LAMP Stack: Run a web server on Debian Etch Print E-mail
Written by Administrator   
Monday, 23 July 2007 11:25
Setting up a LAMP stack on Debian is "wicked easy". In this tutorial I dispense with the usual blah, blah, blah and get right to the meat. Also, we'll be setting up ssl so we'll have encryption, and we'll be using different rules for the way our port 80 virtual server works as well as port 443. Maintaining to tradition of tutorials here at "debtoots" I do bounce around a bit forcing you to read the whole tutorial first (I'm cool like that). You could have a web server running in as little as 15 minutes, and most of that is typing time or downloading time. Check this for a simple local web server.

WARNING:

As a commenter has pointed out, this tutorial leaves a little up to you to figure out. If you have zero knowledge then you might want to seek assistance elsewhere. I will be writing a more detailed tutorial very soon that will endeavor to explain more about DNS and I'll add more on security.

We'll be doing everything form the command line in this tutorial because it's so quick and easy this way. If you need to install Etch first, go ahead, I'll wait the 10 minutes. Keep it simple, don't install anything but the base system. Don't forget to have your /etc/apt/sources.list repos all set. I like to add the mod-security repo to my sources.list file...because I use it. You should, too. Add the following repository to your list:
deb http://etc.inittab.org/~agi/debian/libapache-mod-security/etch ./ (don't worry about the key warning)

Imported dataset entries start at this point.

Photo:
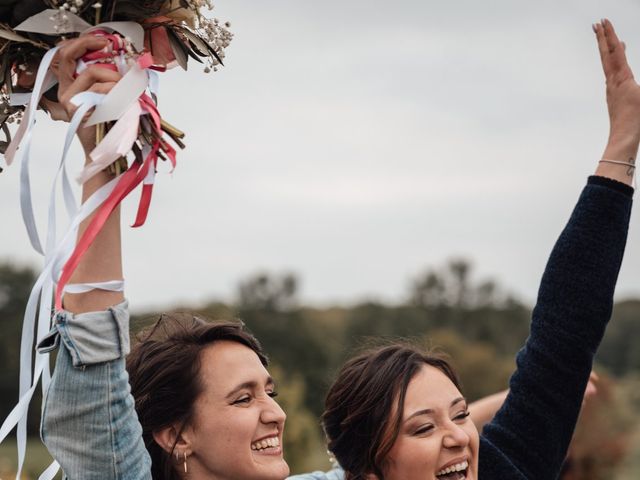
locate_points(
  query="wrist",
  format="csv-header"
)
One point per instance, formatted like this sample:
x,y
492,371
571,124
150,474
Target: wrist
x,y
87,137
622,145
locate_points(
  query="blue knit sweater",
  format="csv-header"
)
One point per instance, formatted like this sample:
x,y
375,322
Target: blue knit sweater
x,y
90,425
529,437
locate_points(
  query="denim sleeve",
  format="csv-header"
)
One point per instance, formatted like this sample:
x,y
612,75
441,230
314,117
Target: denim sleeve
x,y
89,423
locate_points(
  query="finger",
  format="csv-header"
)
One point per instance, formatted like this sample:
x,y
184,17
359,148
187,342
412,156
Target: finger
x,y
613,42
104,87
617,52
65,61
602,45
87,79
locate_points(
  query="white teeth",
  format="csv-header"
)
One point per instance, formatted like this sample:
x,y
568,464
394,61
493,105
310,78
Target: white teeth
x,y
270,442
454,468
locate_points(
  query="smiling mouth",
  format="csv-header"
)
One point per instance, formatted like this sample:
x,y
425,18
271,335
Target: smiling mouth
x,y
271,444
454,472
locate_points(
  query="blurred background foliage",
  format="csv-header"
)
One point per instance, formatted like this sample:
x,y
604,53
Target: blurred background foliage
x,y
479,323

My web server doubles as an NFS server as well and is pretty bare. No audio, no nvidia setup, no desktop. Just a plain server box serving stuff up on my LAN. Let's begin.

Everyone should be at the root terminal right now...You are either working on your server box directly or you are ssh'd in.

#apt-get update

I like to install all the LAMP components in a certain order. First up: MySQL

#apt-get install mysql-server mysql-client libmysqlclient15-dev

Immediately following the MySQL install you need to set a password.

#mysqladmin -u root password <PASSWORD>

Next up comes Apache2

#apt-get install apache2 apache2-doc apache2-mpm-prefork apache2-utils libexpat1 ssl-cert

See how easy? Finally we install php5

#apt-get install libapache2-mod-php5 php5 php5-common php5-curl php5-dev php5-gd php5-idn php-pear php5-imagick php5-mcrypt php5-mysql php5-ps php5-pspell php5-recode php5-xsl

Now, there are all kinds of crazy things that you can install to make php do marvelous things. The above list is pretty complete, but if you know that you need something else, have at it.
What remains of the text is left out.